Ade Malsasa Akbar contact
Senior author, Open Source enthusiast.
Sunday, January 31, 2016 at 12:30

This guide shows instuctions about converting PDF into TXT with pdftotext utility. pdftotext is already built-in in Ubuntu along with poppler-utils package. Thanks to Poppler Project and Glyph & Cog for providing this utility.

Converting As Is


pdftotext <pdf_file_name> <txt_file_name>
Explanation: this command line will convert whole pages of pdf_file_name into a single file txt_file_name.

Converting with Following Original Text Layout


pdftotext -layout <pdf_file_name> <txt_file_name>
Explanation: this command line with -layout option will force txt_file_name to have same text layout with the original pdf layout.

Converting PDF to HTML


pdftotext -htmlmeta <pdf_file_name> <html_file_name>
Explanation: this command line will convert pdf_file_name into a HTML file.

Converting Only Particular Pages


pdftotext -f <number> -l <number> <pdf_file_name> <txt_file_name>
Explanation: this command line will specify first page number (-f) and the last (-l) to convert.

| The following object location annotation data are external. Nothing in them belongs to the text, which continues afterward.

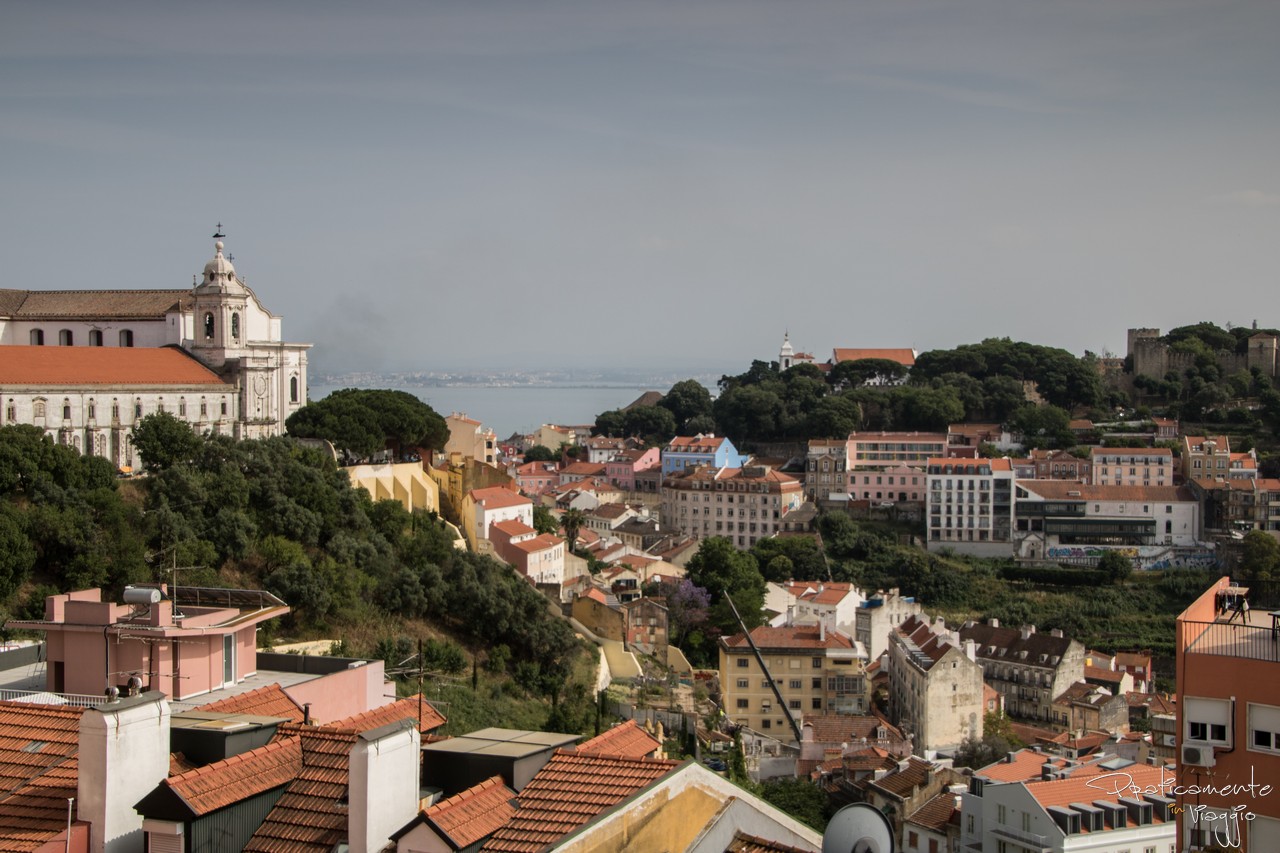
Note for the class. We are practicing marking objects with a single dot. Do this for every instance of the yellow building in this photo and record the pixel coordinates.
(817, 671)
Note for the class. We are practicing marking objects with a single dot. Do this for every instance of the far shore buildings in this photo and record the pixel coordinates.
(87, 365)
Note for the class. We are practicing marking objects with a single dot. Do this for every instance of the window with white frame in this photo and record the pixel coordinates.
(1208, 721)
(1265, 728)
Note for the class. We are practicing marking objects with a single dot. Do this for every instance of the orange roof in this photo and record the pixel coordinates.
(961, 465)
(790, 638)
(513, 528)
(270, 701)
(311, 813)
(472, 815)
(570, 790)
(39, 770)
(542, 542)
(1087, 788)
(497, 497)
(213, 787)
(905, 357)
(78, 366)
(626, 739)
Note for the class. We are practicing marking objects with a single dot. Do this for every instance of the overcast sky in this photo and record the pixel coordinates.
(526, 182)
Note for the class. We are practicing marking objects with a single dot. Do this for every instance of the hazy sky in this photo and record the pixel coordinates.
(503, 183)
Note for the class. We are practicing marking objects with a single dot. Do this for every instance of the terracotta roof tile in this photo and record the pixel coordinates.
(792, 637)
(568, 792)
(848, 728)
(903, 356)
(223, 783)
(77, 366)
(269, 701)
(475, 813)
(39, 769)
(936, 813)
(626, 739)
(744, 843)
(311, 815)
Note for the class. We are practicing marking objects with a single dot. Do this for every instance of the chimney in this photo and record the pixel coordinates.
(383, 784)
(123, 756)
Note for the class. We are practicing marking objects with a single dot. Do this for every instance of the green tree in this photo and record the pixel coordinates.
(368, 422)
(686, 400)
(1043, 427)
(544, 520)
(17, 553)
(726, 573)
(1115, 566)
(799, 798)
(539, 454)
(652, 423)
(1260, 556)
(572, 520)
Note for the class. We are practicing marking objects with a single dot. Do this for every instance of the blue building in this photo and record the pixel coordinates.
(689, 451)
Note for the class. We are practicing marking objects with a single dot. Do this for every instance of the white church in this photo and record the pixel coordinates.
(87, 365)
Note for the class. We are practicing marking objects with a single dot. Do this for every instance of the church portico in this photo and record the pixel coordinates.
(87, 365)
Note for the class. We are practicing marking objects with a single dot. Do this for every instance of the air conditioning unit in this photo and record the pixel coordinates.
(1198, 756)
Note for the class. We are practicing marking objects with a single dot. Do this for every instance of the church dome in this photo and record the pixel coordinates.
(219, 272)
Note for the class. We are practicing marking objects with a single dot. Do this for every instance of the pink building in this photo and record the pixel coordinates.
(621, 470)
(206, 642)
(897, 483)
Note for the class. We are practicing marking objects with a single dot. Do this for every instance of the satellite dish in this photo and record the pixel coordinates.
(858, 829)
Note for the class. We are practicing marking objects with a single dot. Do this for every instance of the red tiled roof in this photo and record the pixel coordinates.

Adjust End Of Line for Another OS Purpose


pdftotext -eol dos <pdf_file_name> <txt_file_name>
pdftotext -eol unix <pdf_file_name> <txt_file_name>
pdftotext -eol mac <pdf_file_name> <txt_file_name>
Explanation: the first command line is suitable if you want to read the TXT in Windows. The second is suitable in GNU/Linux and another UNIX family. The third is suitable for Mac OS.